Trainers Peter and Paul Snowden strategically targeted the second and third legs of the two-year-old triple crown with King’s Legacy, adamant the colt would be at his best over the longer distances.

They were rapt to see the plan come to full fruition in Saturday’s 1600-metre race.

“There was always a thought in our minds that these were the two races that would suit him. As it has turned out, we’ve got them right,” Snowden said.

“I think it is only the start of what you’ll probably see as a three-year-old.
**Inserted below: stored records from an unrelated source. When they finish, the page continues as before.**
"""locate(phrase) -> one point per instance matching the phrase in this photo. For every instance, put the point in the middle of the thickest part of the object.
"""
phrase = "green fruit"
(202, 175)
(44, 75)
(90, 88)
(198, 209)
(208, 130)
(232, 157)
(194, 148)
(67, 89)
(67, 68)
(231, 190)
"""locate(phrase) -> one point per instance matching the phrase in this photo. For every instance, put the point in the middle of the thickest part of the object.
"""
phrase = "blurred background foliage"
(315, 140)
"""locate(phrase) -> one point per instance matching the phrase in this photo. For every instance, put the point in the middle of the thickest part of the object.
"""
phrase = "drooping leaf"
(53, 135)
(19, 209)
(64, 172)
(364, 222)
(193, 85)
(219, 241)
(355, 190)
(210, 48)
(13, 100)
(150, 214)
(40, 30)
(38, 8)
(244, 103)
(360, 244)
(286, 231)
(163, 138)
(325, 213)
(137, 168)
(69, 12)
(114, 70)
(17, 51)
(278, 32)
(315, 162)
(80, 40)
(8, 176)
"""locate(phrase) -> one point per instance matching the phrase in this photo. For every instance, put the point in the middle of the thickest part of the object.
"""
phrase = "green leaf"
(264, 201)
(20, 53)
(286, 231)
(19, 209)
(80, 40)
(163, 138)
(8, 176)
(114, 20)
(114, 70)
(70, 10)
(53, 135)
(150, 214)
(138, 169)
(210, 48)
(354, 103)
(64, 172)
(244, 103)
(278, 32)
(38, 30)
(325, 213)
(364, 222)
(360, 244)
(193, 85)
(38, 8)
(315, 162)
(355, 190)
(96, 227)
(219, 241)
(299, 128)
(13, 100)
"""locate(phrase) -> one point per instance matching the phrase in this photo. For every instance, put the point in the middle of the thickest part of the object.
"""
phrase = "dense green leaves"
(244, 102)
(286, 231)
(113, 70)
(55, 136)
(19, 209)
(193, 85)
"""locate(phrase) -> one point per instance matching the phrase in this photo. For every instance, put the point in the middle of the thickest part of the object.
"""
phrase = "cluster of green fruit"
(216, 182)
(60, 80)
He is definitely going to be a horse that is going to train on and a horse with a lot of substance and a good bit of quality about him.”

Snowden believes the sky is the limit for King’s Legacy in the spring, pinpointing the colt’s attitude and will to win as compelling attributes.

“He gets his head out and really flattens out,” Snowden said.

“He has a really good racing style and turn of foot and that is going to take him a long way.”

King’s Legacy became the first horse since Guelph in 2013 to claim the Sires’ Produce-Champagne Stakes double.

And while the juvenile triple crown is usually about the horses, it has belonged to Bowman this year.

Having claimed his first Golden Slipper last month, Bowman judged the Champagne perfectly to celebrate his fifth Group One win for the season and third this autumn.

King’s Legacy will now be given a break and aimed towards more Group One targets in the spring, the Golden Rose and Caulfield Guineas chief among them.

By Redoute’s Choice out of Breakfast In Bed, the youngster is closely related to top sire Not A Single Doubt and Magnier says Coolmore is thrilled to have acquired him..

“We are always trying to find these colts and we have landed on one here,” Magnier said.

“He has always been a very good looking horse and is dual Group One winner at two. He is a very exciting colt going forward.”

King’s Legacy started a $2.70 favourite and nailed Glenfiddich ($31) by a half neck with Ole Kirk ($4.80) another 1-1/4 lengths away.